Prompt Engineering
Definition
At its core, prompt engineering is the practice of designing, structuring, and refining the inputs given to a language model to reliably produce the desired output. The same underlying model can behave very differently depending on how a prompt is written. Prompt engineering involves choosing the right framing, level of detail, examples, constraints, output format instructions, and role definitions to align the model's behavior with operational requirements.
Example
A customer support team wants their AI to classify incoming tickets into categories and generate a one-sentence summary for agents.
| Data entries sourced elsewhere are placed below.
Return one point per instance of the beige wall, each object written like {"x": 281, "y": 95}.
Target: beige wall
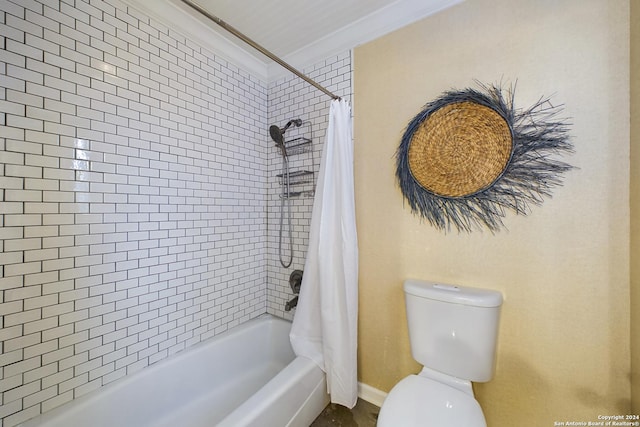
{"x": 635, "y": 207}
{"x": 564, "y": 268}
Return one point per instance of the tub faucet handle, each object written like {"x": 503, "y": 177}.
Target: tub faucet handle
{"x": 291, "y": 304}
{"x": 295, "y": 281}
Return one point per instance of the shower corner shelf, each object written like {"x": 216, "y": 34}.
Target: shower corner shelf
{"x": 298, "y": 146}
{"x": 297, "y": 177}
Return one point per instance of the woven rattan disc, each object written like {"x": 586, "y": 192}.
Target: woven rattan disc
{"x": 460, "y": 149}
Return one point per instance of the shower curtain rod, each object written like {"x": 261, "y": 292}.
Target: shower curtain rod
{"x": 256, "y": 46}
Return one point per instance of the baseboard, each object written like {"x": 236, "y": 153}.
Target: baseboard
{"x": 371, "y": 394}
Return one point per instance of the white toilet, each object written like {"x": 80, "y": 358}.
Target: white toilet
{"x": 453, "y": 332}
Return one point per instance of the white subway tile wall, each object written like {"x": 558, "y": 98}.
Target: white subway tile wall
{"x": 132, "y": 198}
{"x": 292, "y": 98}
{"x": 137, "y": 179}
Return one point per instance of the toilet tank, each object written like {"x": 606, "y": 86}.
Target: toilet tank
{"x": 453, "y": 329}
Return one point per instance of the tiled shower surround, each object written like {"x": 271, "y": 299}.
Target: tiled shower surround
{"x": 291, "y": 98}
{"x": 137, "y": 195}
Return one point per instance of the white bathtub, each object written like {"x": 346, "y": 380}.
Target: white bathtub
{"x": 247, "y": 376}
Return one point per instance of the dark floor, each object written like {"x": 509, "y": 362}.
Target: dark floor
{"x": 364, "y": 414}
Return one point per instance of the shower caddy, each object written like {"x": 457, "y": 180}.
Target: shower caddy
{"x": 301, "y": 177}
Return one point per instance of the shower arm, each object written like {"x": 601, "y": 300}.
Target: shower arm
{"x": 256, "y": 46}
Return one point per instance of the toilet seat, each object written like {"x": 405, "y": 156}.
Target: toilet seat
{"x": 419, "y": 401}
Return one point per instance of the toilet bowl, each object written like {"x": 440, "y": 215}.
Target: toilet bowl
{"x": 453, "y": 333}
{"x": 421, "y": 401}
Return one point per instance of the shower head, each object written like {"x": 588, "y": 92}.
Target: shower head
{"x": 277, "y": 134}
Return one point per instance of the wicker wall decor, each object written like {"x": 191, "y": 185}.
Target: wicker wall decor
{"x": 469, "y": 156}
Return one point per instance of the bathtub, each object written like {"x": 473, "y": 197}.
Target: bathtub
{"x": 247, "y": 376}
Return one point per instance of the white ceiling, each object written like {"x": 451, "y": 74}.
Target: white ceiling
{"x": 301, "y": 32}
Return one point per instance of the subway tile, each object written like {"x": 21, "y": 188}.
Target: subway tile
{"x": 164, "y": 170}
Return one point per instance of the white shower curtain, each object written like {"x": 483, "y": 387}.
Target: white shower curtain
{"x": 325, "y": 324}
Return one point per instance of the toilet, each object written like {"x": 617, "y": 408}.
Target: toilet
{"x": 453, "y": 332}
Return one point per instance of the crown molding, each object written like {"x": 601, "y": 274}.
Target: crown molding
{"x": 190, "y": 24}
{"x": 370, "y": 27}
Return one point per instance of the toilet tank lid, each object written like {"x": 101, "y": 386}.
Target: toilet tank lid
{"x": 455, "y": 294}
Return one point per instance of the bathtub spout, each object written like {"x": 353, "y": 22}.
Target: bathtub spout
{"x": 291, "y": 304}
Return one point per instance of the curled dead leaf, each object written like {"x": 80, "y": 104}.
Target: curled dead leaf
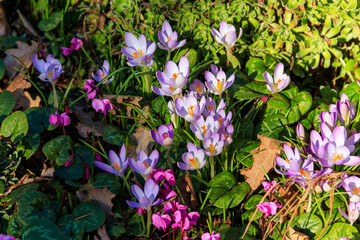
{"x": 264, "y": 161}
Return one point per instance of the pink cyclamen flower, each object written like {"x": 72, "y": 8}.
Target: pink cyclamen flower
{"x": 280, "y": 80}
{"x": 102, "y": 105}
{"x": 62, "y": 120}
{"x": 212, "y": 236}
{"x": 6, "y": 237}
{"x": 75, "y": 45}
{"x": 90, "y": 88}
{"x": 267, "y": 185}
{"x": 268, "y": 208}
{"x": 161, "y": 221}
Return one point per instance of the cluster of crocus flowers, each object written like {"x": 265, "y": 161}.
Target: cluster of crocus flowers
{"x": 168, "y": 38}
{"x": 49, "y": 70}
{"x": 280, "y": 81}
{"x": 102, "y": 73}
{"x": 138, "y": 51}
{"x": 226, "y": 35}
{"x": 75, "y": 46}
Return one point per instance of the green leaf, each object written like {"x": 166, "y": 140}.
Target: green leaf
{"x": 91, "y": 215}
{"x": 29, "y": 145}
{"x": 58, "y": 149}
{"x": 279, "y": 102}
{"x": 255, "y": 68}
{"x": 34, "y": 206}
{"x": 308, "y": 223}
{"x": 2, "y": 69}
{"x": 303, "y": 100}
{"x": 74, "y": 230}
{"x": 42, "y": 230}
{"x": 50, "y": 23}
{"x": 338, "y": 230}
{"x": 252, "y": 202}
{"x": 226, "y": 192}
{"x": 7, "y": 102}
{"x": 15, "y": 125}
{"x": 113, "y": 135}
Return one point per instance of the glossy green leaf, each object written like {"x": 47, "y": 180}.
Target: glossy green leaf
{"x": 15, "y": 125}
{"x": 92, "y": 216}
{"x": 7, "y": 102}
{"x": 42, "y": 230}
{"x": 226, "y": 192}
{"x": 58, "y": 149}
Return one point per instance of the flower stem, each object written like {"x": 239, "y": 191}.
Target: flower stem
{"x": 148, "y": 223}
{"x": 56, "y": 104}
{"x": 168, "y": 56}
{"x": 147, "y": 84}
{"x": 169, "y": 159}
{"x": 212, "y": 170}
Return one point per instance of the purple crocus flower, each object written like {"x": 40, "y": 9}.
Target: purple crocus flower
{"x": 75, "y": 45}
{"x": 216, "y": 80}
{"x": 226, "y": 134}
{"x": 280, "y": 80}
{"x": 174, "y": 79}
{"x": 49, "y": 70}
{"x": 354, "y": 212}
{"x": 139, "y": 51}
{"x": 90, "y": 88}
{"x": 102, "y": 105}
{"x": 145, "y": 164}
{"x": 6, "y": 237}
{"x": 345, "y": 110}
{"x": 193, "y": 159}
{"x": 198, "y": 88}
{"x": 204, "y": 129}
{"x": 352, "y": 187}
{"x": 164, "y": 136}
{"x": 329, "y": 118}
{"x": 102, "y": 73}
{"x": 119, "y": 162}
{"x": 268, "y": 208}
{"x": 189, "y": 108}
{"x": 146, "y": 198}
{"x": 267, "y": 185}
{"x": 213, "y": 145}
{"x": 227, "y": 35}
{"x": 161, "y": 221}
{"x": 212, "y": 236}
{"x": 168, "y": 38}
{"x": 62, "y": 120}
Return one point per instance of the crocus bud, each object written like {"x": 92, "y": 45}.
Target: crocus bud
{"x": 300, "y": 132}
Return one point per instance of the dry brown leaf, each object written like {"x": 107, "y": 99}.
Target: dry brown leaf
{"x": 18, "y": 82}
{"x": 4, "y": 25}
{"x": 101, "y": 196}
{"x": 23, "y": 181}
{"x": 102, "y": 234}
{"x": 24, "y": 100}
{"x": 143, "y": 140}
{"x": 264, "y": 161}
{"x": 24, "y": 52}
{"x": 294, "y": 235}
{"x": 187, "y": 191}
{"x": 86, "y": 124}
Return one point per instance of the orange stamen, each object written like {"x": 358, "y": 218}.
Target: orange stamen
{"x": 117, "y": 167}
{"x": 219, "y": 84}
{"x": 146, "y": 164}
{"x": 191, "y": 110}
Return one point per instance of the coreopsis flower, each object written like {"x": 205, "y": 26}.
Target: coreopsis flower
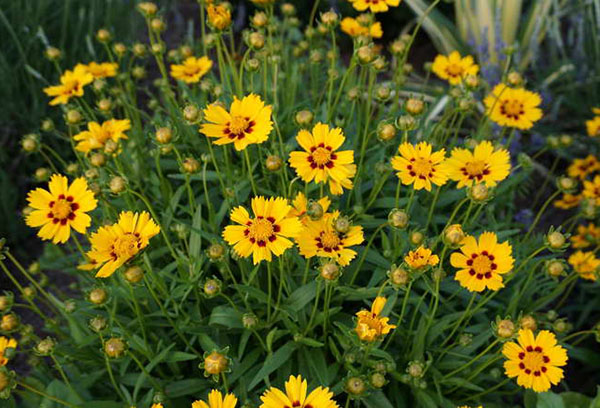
{"x": 192, "y": 69}
{"x": 535, "y": 360}
{"x": 321, "y": 161}
{"x": 581, "y": 168}
{"x": 102, "y": 69}
{"x": 375, "y": 6}
{"x": 115, "y": 245}
{"x": 419, "y": 166}
{"x": 454, "y": 68}
{"x": 219, "y": 16}
{"x": 4, "y": 344}
{"x": 482, "y": 262}
{"x": 216, "y": 400}
{"x": 301, "y": 208}
{"x": 585, "y": 264}
{"x": 568, "y": 201}
{"x": 354, "y": 28}
{"x": 71, "y": 85}
{"x": 321, "y": 238}
{"x": 248, "y": 121}
{"x": 264, "y": 234}
{"x": 586, "y": 235}
{"x": 96, "y": 136}
{"x": 513, "y": 107}
{"x": 421, "y": 258}
{"x": 591, "y": 190}
{"x": 370, "y": 326}
{"x": 295, "y": 396}
{"x": 484, "y": 165}
{"x": 61, "y": 208}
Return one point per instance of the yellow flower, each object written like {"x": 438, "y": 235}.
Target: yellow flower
{"x": 585, "y": 264}
{"x": 535, "y": 361}
{"x": 98, "y": 134}
{"x": 591, "y": 190}
{"x": 593, "y": 126}
{"x": 116, "y": 244}
{"x": 71, "y": 85}
{"x": 586, "y": 236}
{"x": 483, "y": 165}
{"x": 568, "y": 201}
{"x": 248, "y": 121}
{"x": 101, "y": 70}
{"x": 354, "y": 28}
{"x": 61, "y": 208}
{"x": 370, "y": 326}
{"x": 581, "y": 168}
{"x": 216, "y": 400}
{"x": 300, "y": 206}
{"x": 320, "y": 238}
{"x": 421, "y": 258}
{"x": 321, "y": 161}
{"x": 295, "y": 396}
{"x": 266, "y": 233}
{"x": 219, "y": 16}
{"x": 192, "y": 69}
{"x": 482, "y": 263}
{"x": 454, "y": 68}
{"x": 513, "y": 107}
{"x": 4, "y": 344}
{"x": 375, "y": 6}
{"x": 417, "y": 165}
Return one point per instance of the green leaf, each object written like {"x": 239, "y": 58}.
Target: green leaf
{"x": 272, "y": 363}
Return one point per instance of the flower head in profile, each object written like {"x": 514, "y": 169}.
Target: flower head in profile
{"x": 591, "y": 190}
{"x": 370, "y": 326}
{"x": 419, "y": 166}
{"x": 535, "y": 360}
{"x": 354, "y": 28}
{"x": 115, "y": 245}
{"x": 216, "y": 400}
{"x": 321, "y": 161}
{"x": 300, "y": 206}
{"x": 421, "y": 258}
{"x": 96, "y": 135}
{"x": 454, "y": 68}
{"x": 581, "y": 168}
{"x": 513, "y": 107}
{"x": 248, "y": 121}
{"x": 191, "y": 70}
{"x": 585, "y": 264}
{"x": 482, "y": 262}
{"x": 265, "y": 234}
{"x": 4, "y": 344}
{"x": 102, "y": 69}
{"x": 568, "y": 201}
{"x": 71, "y": 85}
{"x": 61, "y": 208}
{"x": 219, "y": 16}
{"x": 295, "y": 395}
{"x": 483, "y": 165}
{"x": 374, "y": 6}
{"x": 586, "y": 236}
{"x": 321, "y": 238}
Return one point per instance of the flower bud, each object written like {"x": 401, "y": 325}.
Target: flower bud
{"x": 330, "y": 271}
{"x": 215, "y": 363}
{"x": 115, "y": 347}
{"x": 98, "y": 296}
{"x": 528, "y": 323}
{"x": 273, "y": 162}
{"x": 190, "y": 165}
{"x": 414, "y": 106}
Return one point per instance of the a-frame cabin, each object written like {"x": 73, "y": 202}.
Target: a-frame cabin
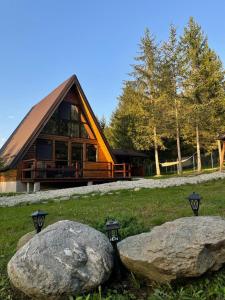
{"x": 58, "y": 141}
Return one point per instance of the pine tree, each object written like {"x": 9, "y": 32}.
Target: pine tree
{"x": 102, "y": 122}
{"x": 202, "y": 85}
{"x": 170, "y": 78}
{"x": 124, "y": 119}
{"x": 147, "y": 77}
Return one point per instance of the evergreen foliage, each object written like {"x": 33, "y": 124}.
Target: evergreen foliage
{"x": 176, "y": 92}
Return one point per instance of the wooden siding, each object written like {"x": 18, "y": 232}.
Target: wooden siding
{"x": 10, "y": 175}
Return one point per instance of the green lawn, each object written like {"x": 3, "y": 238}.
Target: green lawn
{"x": 137, "y": 211}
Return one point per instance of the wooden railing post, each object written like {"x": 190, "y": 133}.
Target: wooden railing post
{"x": 112, "y": 170}
{"x": 76, "y": 170}
{"x": 124, "y": 170}
{"x": 35, "y": 168}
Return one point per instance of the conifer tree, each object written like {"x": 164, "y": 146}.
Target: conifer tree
{"x": 124, "y": 118}
{"x": 147, "y": 75}
{"x": 202, "y": 85}
{"x": 170, "y": 80}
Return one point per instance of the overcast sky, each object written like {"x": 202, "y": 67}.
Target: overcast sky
{"x": 44, "y": 42}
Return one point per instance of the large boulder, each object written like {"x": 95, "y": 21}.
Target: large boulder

An initial prompt produces inconsistent output — sometimes summarizing correctly, sometimes generating multi-sentence responses, and occasionally misclassifying issues. After iterative prompt engineering, the team:
- adds explicit format requirements including category labels and character limits
- includes two labeled examples of ideal outputs
- specifies what to do with ambiguous or multi-intent tickets
- adds a fallback instruction when confidence is low
The revised prompt produces consistent, structured output that meets the agent workflow requirements.
Why It Matters
This shows up as the primary lever teams have for shaping AI behavior without retraining the model. Prompt engineering determines whether a capable model produces useful, reliable output or unpredictable results. For customer operations teams using AI, it is one of the most accessible and impactful ways to improve quality, consistency, and safety in AI-generated responses. Strong prompt engineering reduces the gap between what a model can do and what it reliably does in production.